The last row matches the WRONG annotation

mcgml commented 5 years ago

Managed to import our GWAS BCFs into GenomicsDB (Docker) which accepted the files with a couple of tweaks:

  1. converting to bgzip VCF & tbi index
  2. normalising rows to prevent duplicate positions / convert bi-allelic to multi-allelic

In principle it works, will be interesting to test performance on a dedicated cluster

explodecomputer commented 5 years ago

Thanks for this @mcgml I've been looking at tools for manipulating the bcf files e.g. in python and R. I think this could be really useful https://bioconductor.org/packages/release/bioc/html/VariantAnnotation.html

However it seems to have way more functionality with tabix indexed vcf.gz files rather than csi indexed bcf files.

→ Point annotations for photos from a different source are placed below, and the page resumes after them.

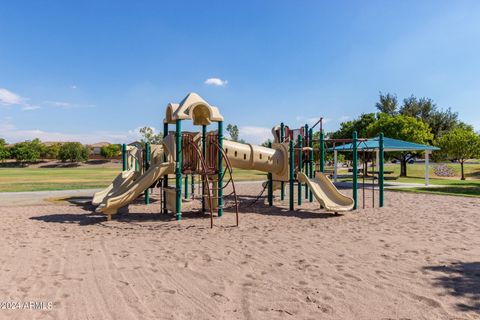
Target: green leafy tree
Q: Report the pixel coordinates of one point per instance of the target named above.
(461, 144)
(111, 151)
(403, 128)
(28, 151)
(53, 151)
(360, 125)
(440, 121)
(4, 151)
(73, 152)
(149, 135)
(233, 131)
(388, 103)
(266, 143)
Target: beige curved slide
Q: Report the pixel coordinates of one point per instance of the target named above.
(326, 193)
(111, 204)
(123, 179)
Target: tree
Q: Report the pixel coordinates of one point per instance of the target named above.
(388, 104)
(27, 151)
(149, 135)
(267, 143)
(360, 125)
(53, 151)
(111, 151)
(4, 151)
(440, 121)
(233, 131)
(402, 128)
(461, 144)
(73, 152)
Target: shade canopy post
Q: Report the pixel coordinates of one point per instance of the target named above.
(335, 155)
(427, 174)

I'm just wondering if we should use vcf.gz. It would sacrifice some speed performance for

Do you have thoughts on this?

mcgml commented 5 years ago

Thanks @explodecomputer looks great, much more powerful than vcfR.

In my experience BCF isn't used much and I'm having to convert to VCF for almost every operation outside of bcftools. Would definitely be easier to use bgzip VCF. Might help with adoption too.

Perhaps we need to consider some use cases and evaluate if the performance hit is likely to be an issue? For example I don't plan on querying by P value much if tophits are already flagged. Fast dbSNP lookups would be good but can use SNPbase instead.

The harmonisation tool can write to both but we would need to update the pipeline elsewhere.